In Roanoke, Va., stands a good-sized city market. Above the market is an auditorium. The smell of meat and fish often seeps up from below. One day last week a tropical sun blazed through the auditorium's huge uncurtained windows upon some 800 cheering, jostling, excited men and women. The weather made these Virginians uncomfortably hot. Thoughts of Alfred Emanuel Smith and John Jacob Raskob as leaders of the Democratic party made them hotter.

Anti-Smith Democrats, they were gathered in their first State convention to put an independent ticket into the field against the regular Democratic organization led by Governor Byrd, Senators Glass and Swanson.

This Roanoke gathering was the political child of Bishop James Cannon Jr. of the Methodist Episcopal Church, South, arch-enemy of the Smith-Raskob leadership. In a public letter a few weeks before he had summoned it to overthrow the Byrd-Glass-Swanson organization which had supported Nominee Smith and was "defeated, discredited . . . still unwashed and still unrepentant." When Hoovercratic Virginians obeyed the call and met at Roanoke, Bishop Cannon sent them his son David, a 6,000-word platform, a special message and his blessing. But he stayed away himself.

The convention:

1) Nominated by acclamation Prof. William Moseley Brown for Governor and Capt. C. C. Berkeley for Attorney-General. It left the nomination for Lieutenant-Governor open, in hopes the state Republicans would choose that candidate, thus permitting the two groups to coalesce against the regular Democrats. Nominee Brown, a 35-year-old professor of psychology at Washington & Lee University, was described as the state's "most cantankerous and catamountish campaigner," but when led to the platform he turned out to be a mild-mannered polite gentle man, still trailing a classroom atmosphere after him as he pleaded against bitterness, called the conventioneers "pioneers in a new era of humanity."

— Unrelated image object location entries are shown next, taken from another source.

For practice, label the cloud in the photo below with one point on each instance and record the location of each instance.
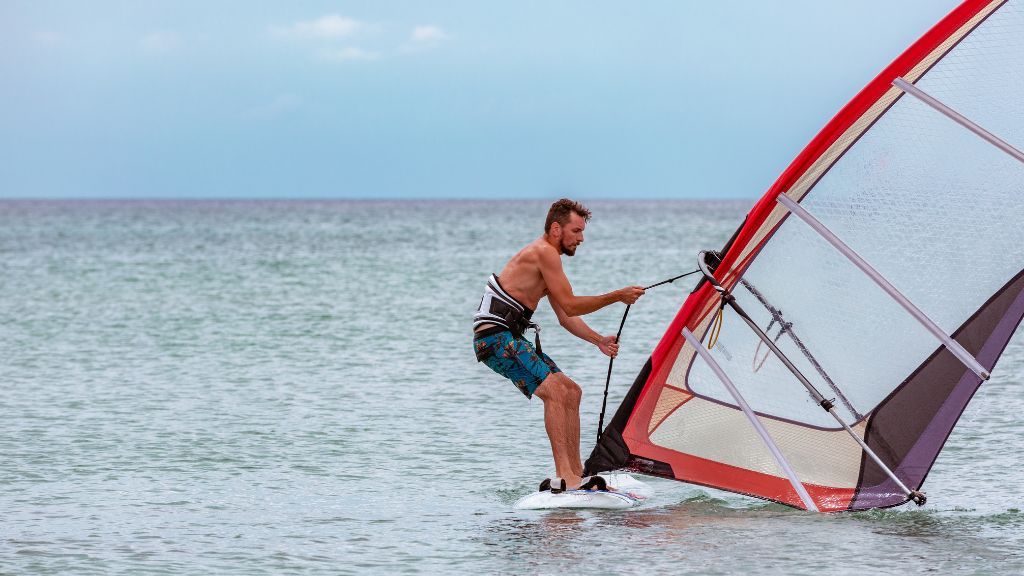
(330, 26)
(350, 53)
(160, 42)
(423, 35)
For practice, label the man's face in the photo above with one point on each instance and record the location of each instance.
(572, 234)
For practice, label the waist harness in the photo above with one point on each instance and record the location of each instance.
(499, 307)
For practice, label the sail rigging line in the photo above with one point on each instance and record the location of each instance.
(827, 405)
(786, 327)
(956, 117)
(611, 361)
(952, 345)
(765, 436)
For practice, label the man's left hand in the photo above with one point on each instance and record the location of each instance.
(608, 346)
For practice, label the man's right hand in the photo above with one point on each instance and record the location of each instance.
(630, 294)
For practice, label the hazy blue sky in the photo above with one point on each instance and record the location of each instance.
(415, 98)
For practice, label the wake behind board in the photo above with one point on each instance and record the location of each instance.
(629, 492)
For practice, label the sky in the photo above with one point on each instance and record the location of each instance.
(478, 99)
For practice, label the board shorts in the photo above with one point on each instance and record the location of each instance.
(515, 359)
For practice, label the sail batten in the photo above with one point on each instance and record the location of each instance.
(768, 440)
(887, 286)
(957, 118)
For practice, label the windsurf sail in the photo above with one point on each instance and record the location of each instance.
(863, 300)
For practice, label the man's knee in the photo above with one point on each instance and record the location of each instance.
(559, 387)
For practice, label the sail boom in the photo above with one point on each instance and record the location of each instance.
(958, 118)
(951, 344)
(768, 440)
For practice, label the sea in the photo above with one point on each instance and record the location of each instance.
(289, 387)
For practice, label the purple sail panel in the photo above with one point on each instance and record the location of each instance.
(911, 425)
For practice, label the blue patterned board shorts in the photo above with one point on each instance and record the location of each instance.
(515, 359)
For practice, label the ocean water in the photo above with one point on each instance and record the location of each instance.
(270, 387)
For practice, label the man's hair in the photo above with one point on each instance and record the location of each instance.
(561, 210)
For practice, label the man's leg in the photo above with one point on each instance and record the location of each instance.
(561, 419)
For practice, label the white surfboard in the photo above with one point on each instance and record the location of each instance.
(629, 492)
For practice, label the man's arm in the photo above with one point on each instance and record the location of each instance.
(560, 291)
(576, 326)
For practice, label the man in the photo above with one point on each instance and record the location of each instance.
(505, 313)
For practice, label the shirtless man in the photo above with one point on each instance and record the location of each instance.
(508, 303)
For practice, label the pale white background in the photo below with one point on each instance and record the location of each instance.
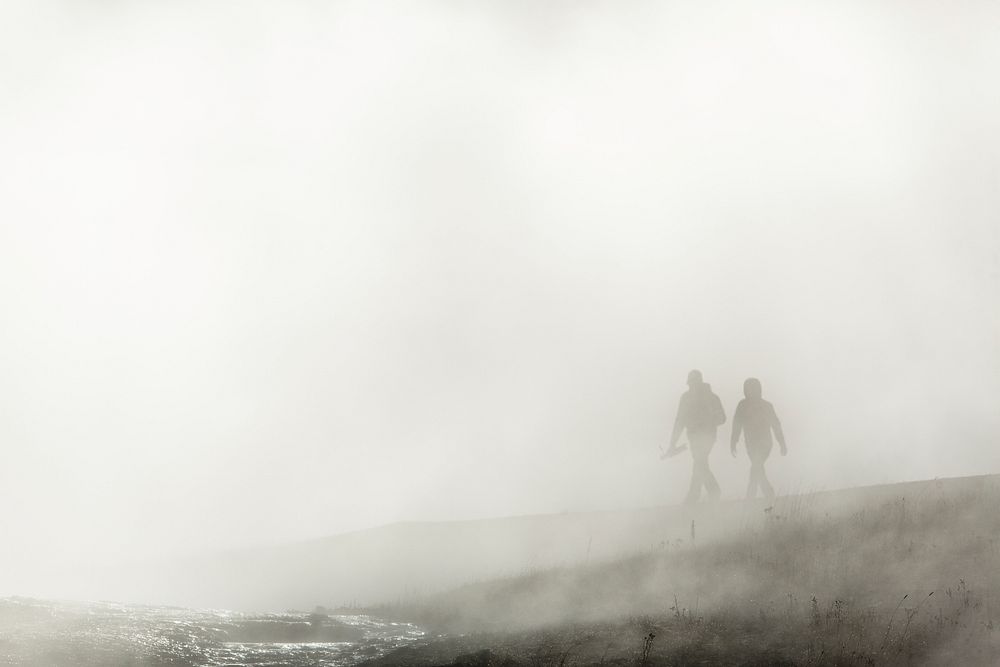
(279, 270)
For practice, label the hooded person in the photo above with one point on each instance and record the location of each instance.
(700, 414)
(756, 419)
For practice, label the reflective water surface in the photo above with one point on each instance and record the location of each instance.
(40, 632)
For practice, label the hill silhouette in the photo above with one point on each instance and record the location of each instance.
(405, 563)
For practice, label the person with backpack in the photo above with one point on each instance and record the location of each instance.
(700, 414)
(756, 419)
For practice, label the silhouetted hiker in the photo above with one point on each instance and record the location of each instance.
(700, 413)
(755, 419)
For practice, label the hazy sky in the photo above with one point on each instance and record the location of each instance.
(278, 270)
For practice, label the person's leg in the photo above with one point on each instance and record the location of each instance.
(704, 447)
(752, 484)
(765, 485)
(694, 491)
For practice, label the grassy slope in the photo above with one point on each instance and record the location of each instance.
(908, 574)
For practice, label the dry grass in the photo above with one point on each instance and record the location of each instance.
(909, 579)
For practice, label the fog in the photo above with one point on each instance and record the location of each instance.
(274, 271)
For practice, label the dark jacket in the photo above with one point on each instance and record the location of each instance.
(700, 411)
(756, 418)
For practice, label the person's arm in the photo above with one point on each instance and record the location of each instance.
(737, 428)
(778, 433)
(680, 421)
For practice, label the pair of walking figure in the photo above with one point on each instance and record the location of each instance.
(700, 414)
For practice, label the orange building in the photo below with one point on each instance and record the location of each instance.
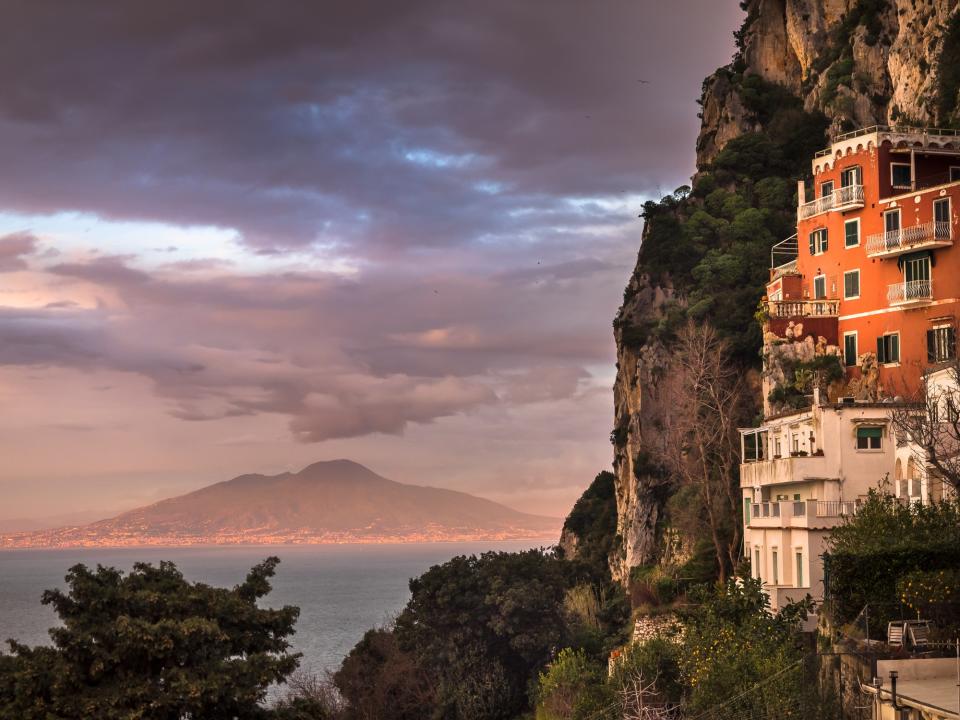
(873, 266)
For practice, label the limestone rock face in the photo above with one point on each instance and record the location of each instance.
(860, 64)
(893, 75)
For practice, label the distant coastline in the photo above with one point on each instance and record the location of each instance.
(31, 541)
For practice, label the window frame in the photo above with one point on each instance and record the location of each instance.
(909, 185)
(949, 221)
(818, 241)
(882, 358)
(859, 175)
(855, 271)
(856, 347)
(869, 438)
(822, 277)
(942, 336)
(891, 213)
(846, 238)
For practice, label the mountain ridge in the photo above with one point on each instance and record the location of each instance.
(326, 502)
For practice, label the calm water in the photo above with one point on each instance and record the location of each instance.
(342, 590)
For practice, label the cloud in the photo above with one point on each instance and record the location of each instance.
(14, 248)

2) Voted to establish Washington head quarters to spread the anti-Raskob gospel into other states.

3) Cheered mentions of Senators Heflin, Simmons, Blease; denounced Congressman Tinkham.

4) Adopted the Cannon platform in which Prohibition was called "the high-water mark of civilization." All resources were pledged to up-to-the-hilt enforcement.

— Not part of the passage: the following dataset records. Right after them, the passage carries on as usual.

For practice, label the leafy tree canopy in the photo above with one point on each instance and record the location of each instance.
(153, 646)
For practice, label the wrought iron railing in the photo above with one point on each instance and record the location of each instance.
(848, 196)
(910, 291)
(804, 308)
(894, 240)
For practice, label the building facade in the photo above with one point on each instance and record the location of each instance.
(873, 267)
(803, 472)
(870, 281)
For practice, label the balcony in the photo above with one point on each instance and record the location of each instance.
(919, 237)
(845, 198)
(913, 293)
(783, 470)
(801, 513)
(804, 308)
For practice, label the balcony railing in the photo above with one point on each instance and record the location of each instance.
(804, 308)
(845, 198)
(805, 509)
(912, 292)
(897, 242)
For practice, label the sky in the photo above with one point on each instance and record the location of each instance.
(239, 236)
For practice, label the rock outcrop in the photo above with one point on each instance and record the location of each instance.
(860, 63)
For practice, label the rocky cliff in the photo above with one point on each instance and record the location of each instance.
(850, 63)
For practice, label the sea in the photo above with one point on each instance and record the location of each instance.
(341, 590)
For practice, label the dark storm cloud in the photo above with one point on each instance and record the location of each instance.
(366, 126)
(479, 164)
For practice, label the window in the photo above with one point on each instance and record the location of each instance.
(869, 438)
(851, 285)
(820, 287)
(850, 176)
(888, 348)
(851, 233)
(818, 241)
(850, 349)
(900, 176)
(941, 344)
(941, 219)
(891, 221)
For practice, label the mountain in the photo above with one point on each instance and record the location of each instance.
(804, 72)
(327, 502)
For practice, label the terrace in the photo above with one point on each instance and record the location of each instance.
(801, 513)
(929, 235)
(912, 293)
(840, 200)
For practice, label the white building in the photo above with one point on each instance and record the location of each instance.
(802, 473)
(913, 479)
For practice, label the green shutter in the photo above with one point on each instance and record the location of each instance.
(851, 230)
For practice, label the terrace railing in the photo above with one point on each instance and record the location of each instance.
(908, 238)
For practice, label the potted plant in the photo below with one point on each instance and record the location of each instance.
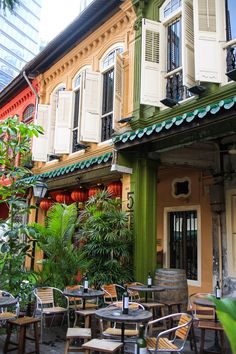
(106, 240)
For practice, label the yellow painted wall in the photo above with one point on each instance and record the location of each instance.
(199, 197)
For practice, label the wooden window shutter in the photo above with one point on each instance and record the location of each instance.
(62, 141)
(91, 107)
(208, 28)
(188, 44)
(118, 92)
(40, 143)
(52, 122)
(152, 63)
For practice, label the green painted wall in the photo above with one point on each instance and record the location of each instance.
(144, 184)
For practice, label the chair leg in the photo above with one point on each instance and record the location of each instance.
(202, 341)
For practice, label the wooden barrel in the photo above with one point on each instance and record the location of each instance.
(175, 283)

5) Collided with the race issue as the result of specific demands for a denunciation of Mrs. Hoover's White House reception of Mrs. Oscar De Priest, wife of Illinois' Negro Congressman. I. C. Trotman of Suffolk, who had telegraphed Mrs. Hoover that her act had cost the Hoovercrats 25,000 votes in Virginia, resigned in protest from the executive committee when the convention only declared: "We stand for racial integrity and while official relations must be maintained, we deplore any social relationship between whites and blacks." Later, as the convention was going home, it was disturbed to hear that President Hoover had appointed as postmaster at Blenheim, Va., one Thornton Nightingale, Negro Republican.

6) Denounced stockmarket gambling. A few days later Bishop Cannon himself was disclosed as a buyer and seller of stocks on margin in Wall Street. While not denying the facts, he loudly complained it was all "a contemptible Tammany trick" to discredit him at the opening of his Virginia campaign.

With the convention over, observers waited to see whether the political hatreds and animosities of last year's national campaign could be successfully transposed to a state election in the South.